Together, they worked out a system. One would stay at the wash racks and scrub cattle. The other would trade dirty cattle for clean and work on cleaning and bedding stalls systematically down the row. It was efficient.

They had another system for feeding and watering. They worked together and all I had to do was show up with breakfast—very early.

The standard fare needed no utensils; breakfast burritos filled with eggs, meat and cheese, coffee, milk and granola bars or pop tarts for snacking later. This is the time I miss. It is about 6 or 6:30 a.m., the cows are reclining, chewing cud and relaxing. There is plenty of time for us to relax over breakfast and talk. The conversation is cows, who looks particularly good or bad today, calculating the day's winners from the barn. Coffee, cappuccino and hot chocolate are consumed liberally and shared with whomever in the barn had an empty cup.

Soon it would be time for our 4-H'ers to change into dress clothes.

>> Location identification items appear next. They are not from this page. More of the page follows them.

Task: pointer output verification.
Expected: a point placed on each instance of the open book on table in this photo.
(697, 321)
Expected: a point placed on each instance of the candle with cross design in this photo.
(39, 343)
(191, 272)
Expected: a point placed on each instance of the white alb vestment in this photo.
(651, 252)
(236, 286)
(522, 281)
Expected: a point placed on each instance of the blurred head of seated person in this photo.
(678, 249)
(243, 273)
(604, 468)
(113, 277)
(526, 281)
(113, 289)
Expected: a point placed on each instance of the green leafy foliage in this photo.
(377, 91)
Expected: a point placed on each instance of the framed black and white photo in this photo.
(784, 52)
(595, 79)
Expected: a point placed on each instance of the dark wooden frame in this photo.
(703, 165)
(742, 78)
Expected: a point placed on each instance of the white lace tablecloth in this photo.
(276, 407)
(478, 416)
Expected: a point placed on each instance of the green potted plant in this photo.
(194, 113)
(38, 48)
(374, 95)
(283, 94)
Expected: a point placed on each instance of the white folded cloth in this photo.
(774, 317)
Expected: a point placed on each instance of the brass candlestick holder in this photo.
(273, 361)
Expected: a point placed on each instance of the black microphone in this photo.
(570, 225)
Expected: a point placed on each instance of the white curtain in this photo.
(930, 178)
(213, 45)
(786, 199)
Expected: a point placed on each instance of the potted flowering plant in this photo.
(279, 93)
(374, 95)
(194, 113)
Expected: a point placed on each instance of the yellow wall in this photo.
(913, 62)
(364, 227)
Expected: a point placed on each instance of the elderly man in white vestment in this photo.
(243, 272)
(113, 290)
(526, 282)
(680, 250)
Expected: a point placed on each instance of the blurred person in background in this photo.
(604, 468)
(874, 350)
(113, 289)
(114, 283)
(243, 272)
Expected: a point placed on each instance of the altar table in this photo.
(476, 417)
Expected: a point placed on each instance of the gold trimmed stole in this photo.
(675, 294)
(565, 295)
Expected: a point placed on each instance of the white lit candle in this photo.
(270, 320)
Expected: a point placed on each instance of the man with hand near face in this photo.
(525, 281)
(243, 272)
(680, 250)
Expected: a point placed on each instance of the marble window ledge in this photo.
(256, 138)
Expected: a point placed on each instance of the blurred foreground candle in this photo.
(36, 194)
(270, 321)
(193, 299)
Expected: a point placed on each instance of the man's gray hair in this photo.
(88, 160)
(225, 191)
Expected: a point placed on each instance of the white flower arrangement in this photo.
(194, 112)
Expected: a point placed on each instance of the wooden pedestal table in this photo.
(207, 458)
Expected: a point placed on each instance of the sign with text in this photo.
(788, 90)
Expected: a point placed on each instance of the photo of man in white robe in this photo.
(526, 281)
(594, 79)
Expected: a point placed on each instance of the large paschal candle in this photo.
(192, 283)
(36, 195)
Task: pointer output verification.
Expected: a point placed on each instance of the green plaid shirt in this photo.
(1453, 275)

Then it was up to the grown-ups to handle manure detail for a short time, which sometimes turned into a long time because one of our 4-H'ers had make-up and hair to bring up to show ring perfection. Beauty takes time.

By now, Gramps showed up to do toplines and it was almost showtime. My favorite time of the show had passed.

If you have never been involved in livestock showing at all, it may be hard to understand the attraction. Yes, it is about the livestock. But in the end, the livestock are the means to making family moments and memories. Sure, we can and do make memories by sitting around a table for meals or playing board games or fishing or whatever. But sometimes it takes a big change in normal activity for special moments and memories to fix into our brains.

It is the small things that give life savor and gusto. Enjoy the small things as they come. Someday, they will be but a memory.